Well, ImSo, I admit that we were both working full time, and on nearly equal salaries. As time went on, he got a much better paid job, but was still putting in four fifths, probably three times what I was contributing. I did have a baby, and did quite a bit of overtime before mat leave. My money lasted until I returned to work when DS was 5mths.
The thing is, we had saved to buffer our finances to tide us over the mat leave, and could cope financially.
Obviously when couples circumstances change, the financial arrrangements should too, by mutual discussion. People can arrange the proportion of what they contribute to suit the circumstances - full time four fifths, part time two fifths for example. It doesn't matter how you do it, the point is, you are open and honest with each other and discuss it, not keep one person short and the other holding all the purse strings, making unilateral decisions about what shall or shall not be spent. I was just offering a suggestion for Stripey to consider. It seems her dh is being very evasive about their finances.
AliceT, I so hope not, for your sake! Does he go through supermarket receipts and moan about what you buy?

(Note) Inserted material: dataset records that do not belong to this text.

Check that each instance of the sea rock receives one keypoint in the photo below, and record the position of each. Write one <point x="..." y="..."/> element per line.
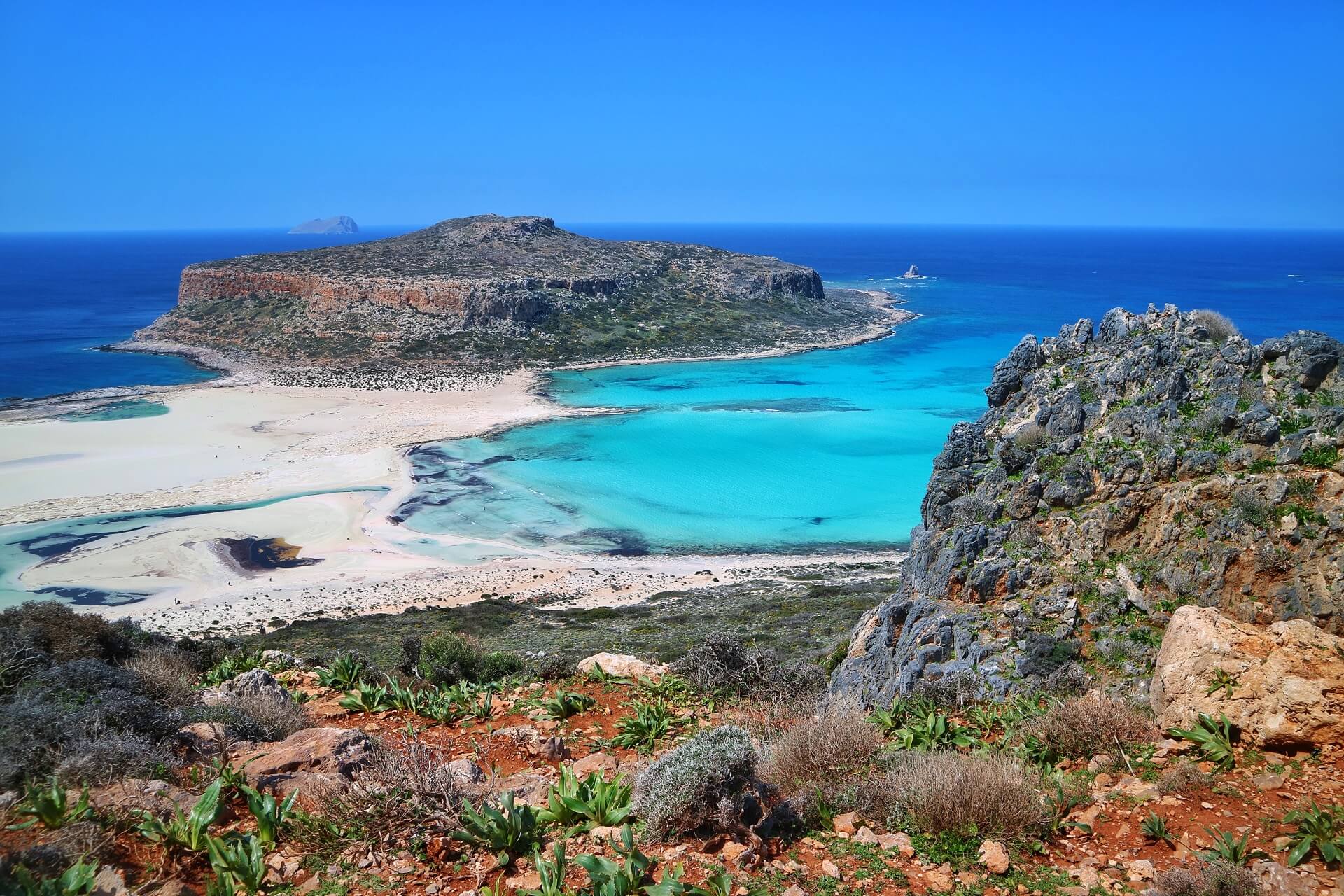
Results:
<point x="622" y="665"/>
<point x="1119" y="469"/>
<point x="1289" y="679"/>
<point x="254" y="682"/>
<point x="1277" y="880"/>
<point x="337" y="225"/>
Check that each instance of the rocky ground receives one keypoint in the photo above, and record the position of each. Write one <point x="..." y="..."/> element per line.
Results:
<point x="349" y="839"/>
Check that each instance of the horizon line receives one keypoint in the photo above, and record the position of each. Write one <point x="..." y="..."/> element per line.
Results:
<point x="691" y="223"/>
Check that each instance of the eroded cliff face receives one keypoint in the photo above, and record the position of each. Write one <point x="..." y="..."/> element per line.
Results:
<point x="1119" y="475"/>
<point x="491" y="288"/>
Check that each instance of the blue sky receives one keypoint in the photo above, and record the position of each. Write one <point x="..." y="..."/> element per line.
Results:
<point x="234" y="115"/>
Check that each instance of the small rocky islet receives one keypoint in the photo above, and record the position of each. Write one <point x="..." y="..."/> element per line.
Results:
<point x="1112" y="664"/>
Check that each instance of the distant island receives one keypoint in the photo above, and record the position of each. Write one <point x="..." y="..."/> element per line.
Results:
<point x="337" y="225"/>
<point x="507" y="292"/>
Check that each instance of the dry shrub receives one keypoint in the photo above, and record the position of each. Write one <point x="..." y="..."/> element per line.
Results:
<point x="1218" y="326"/>
<point x="724" y="664"/>
<point x="768" y="719"/>
<point x="820" y="754"/>
<point x="701" y="786"/>
<point x="403" y="793"/>
<point x="949" y="792"/>
<point x="108" y="754"/>
<point x="1211" y="879"/>
<point x="1183" y="780"/>
<point x="257" y="716"/>
<point x="167" y="676"/>
<point x="1092" y="724"/>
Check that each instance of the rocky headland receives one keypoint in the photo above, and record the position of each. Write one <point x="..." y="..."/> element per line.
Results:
<point x="1151" y="466"/>
<point x="504" y="292"/>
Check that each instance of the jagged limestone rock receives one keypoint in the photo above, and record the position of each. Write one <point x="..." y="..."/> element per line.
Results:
<point x="1121" y="470"/>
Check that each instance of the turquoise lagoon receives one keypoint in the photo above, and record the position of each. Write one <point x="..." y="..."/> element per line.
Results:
<point x="825" y="450"/>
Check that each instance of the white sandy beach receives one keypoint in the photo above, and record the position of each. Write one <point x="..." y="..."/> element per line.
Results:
<point x="332" y="465"/>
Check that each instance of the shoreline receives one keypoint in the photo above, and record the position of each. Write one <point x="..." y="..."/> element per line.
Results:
<point x="274" y="442"/>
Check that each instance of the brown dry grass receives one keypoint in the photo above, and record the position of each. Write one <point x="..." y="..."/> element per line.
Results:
<point x="1093" y="724"/>
<point x="949" y="792"/>
<point x="1183" y="780"/>
<point x="823" y="752"/>
<point x="168" y="676"/>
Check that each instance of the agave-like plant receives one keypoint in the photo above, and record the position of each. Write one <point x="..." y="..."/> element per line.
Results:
<point x="510" y="830"/>
<point x="1214" y="738"/>
<point x="368" y="697"/>
<point x="344" y="673"/>
<point x="185" y="832"/>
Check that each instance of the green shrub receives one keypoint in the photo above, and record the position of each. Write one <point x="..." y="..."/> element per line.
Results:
<point x="510" y="830"/>
<point x="346" y="672"/>
<point x="1214" y="738"/>
<point x="651" y="723"/>
<point x="701" y="785"/>
<point x="449" y="657"/>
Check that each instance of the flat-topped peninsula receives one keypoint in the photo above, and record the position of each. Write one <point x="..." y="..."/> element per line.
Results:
<point x="508" y="292"/>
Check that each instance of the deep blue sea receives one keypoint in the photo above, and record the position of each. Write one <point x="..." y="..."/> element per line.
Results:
<point x="818" y="450"/>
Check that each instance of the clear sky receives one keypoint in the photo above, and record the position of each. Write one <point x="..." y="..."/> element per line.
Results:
<point x="234" y="115"/>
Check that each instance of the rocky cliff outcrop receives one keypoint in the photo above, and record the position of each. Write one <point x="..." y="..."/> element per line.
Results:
<point x="1120" y="473"/>
<point x="1281" y="687"/>
<point x="489" y="288"/>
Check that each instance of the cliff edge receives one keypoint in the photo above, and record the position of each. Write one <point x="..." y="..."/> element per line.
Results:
<point x="1119" y="475"/>
<point x="510" y="290"/>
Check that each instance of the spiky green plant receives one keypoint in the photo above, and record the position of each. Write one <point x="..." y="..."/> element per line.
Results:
<point x="589" y="802"/>
<point x="185" y="832"/>
<point x="1214" y="738"/>
<point x="1320" y="830"/>
<point x="270" y="814"/>
<point x="50" y="805"/>
<point x="651" y="723"/>
<point x="565" y="704"/>
<point x="1231" y="849"/>
<point x="368" y="697"/>
<point x="510" y="830"/>
<point x="344" y="672"/>
<point x="238" y="862"/>
<point x="1155" y="830"/>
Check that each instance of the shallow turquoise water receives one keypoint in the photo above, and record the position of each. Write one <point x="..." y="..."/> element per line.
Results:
<point x="834" y="449"/>
<point x="819" y="450"/>
<point x="127" y="410"/>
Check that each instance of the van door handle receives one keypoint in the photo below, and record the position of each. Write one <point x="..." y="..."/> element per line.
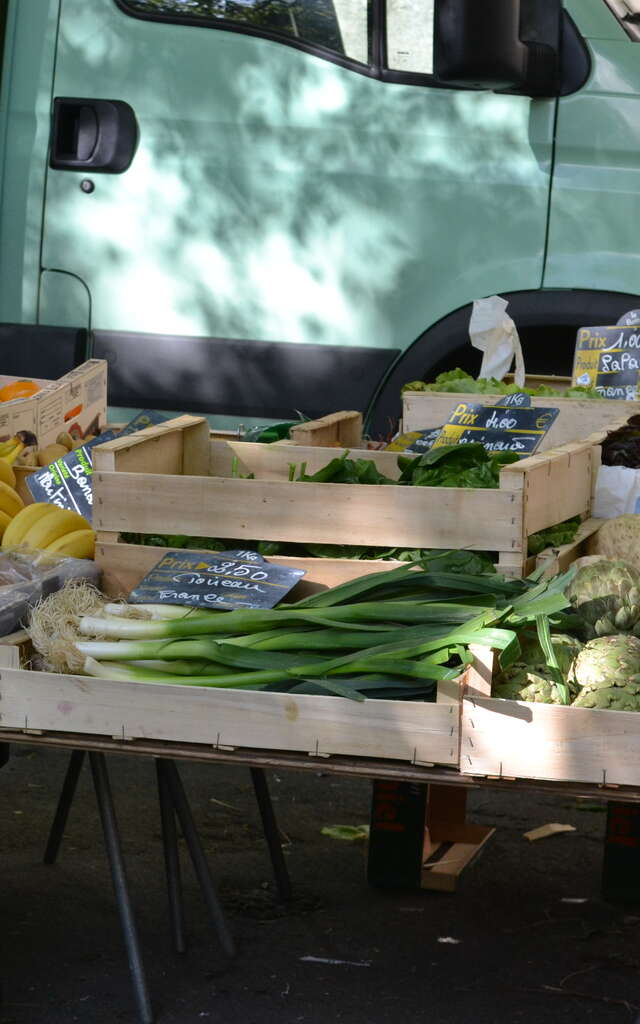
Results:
<point x="100" y="135"/>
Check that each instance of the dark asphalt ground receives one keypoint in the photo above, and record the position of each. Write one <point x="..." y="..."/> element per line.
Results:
<point x="523" y="951"/>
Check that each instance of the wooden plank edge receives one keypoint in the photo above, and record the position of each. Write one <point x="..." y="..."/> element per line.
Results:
<point x="443" y="875"/>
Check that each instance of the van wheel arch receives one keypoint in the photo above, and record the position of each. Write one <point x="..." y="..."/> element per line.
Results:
<point x="445" y="344"/>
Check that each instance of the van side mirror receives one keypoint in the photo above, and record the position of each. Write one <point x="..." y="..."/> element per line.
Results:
<point x="499" y="44"/>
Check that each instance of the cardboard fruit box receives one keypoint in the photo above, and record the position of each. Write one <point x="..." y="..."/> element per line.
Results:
<point x="76" y="403"/>
<point x="579" y="417"/>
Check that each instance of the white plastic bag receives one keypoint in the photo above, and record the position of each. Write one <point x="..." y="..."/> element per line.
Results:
<point x="493" y="331"/>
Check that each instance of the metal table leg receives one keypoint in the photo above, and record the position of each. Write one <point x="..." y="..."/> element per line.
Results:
<point x="201" y="866"/>
<point x="64" y="806"/>
<point x="271" y="834"/>
<point x="172" y="861"/>
<point x="116" y="862"/>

Neenz, it is possible to not know this will happen to you, in cases where spouses develop addictions to gambling, drugs, run up massive secret debts, and swipe all the money in desperation. As told to me by a financial advisor who had to sort out these situations. By the same token, if you are separated/divorced you should never hold a joint signatory savings account on behalf of a child/ren of that marriage, as that could be withdrawn in the same way, both parents being able to withdraw money until a child is 7 and able to hold an account in their own name.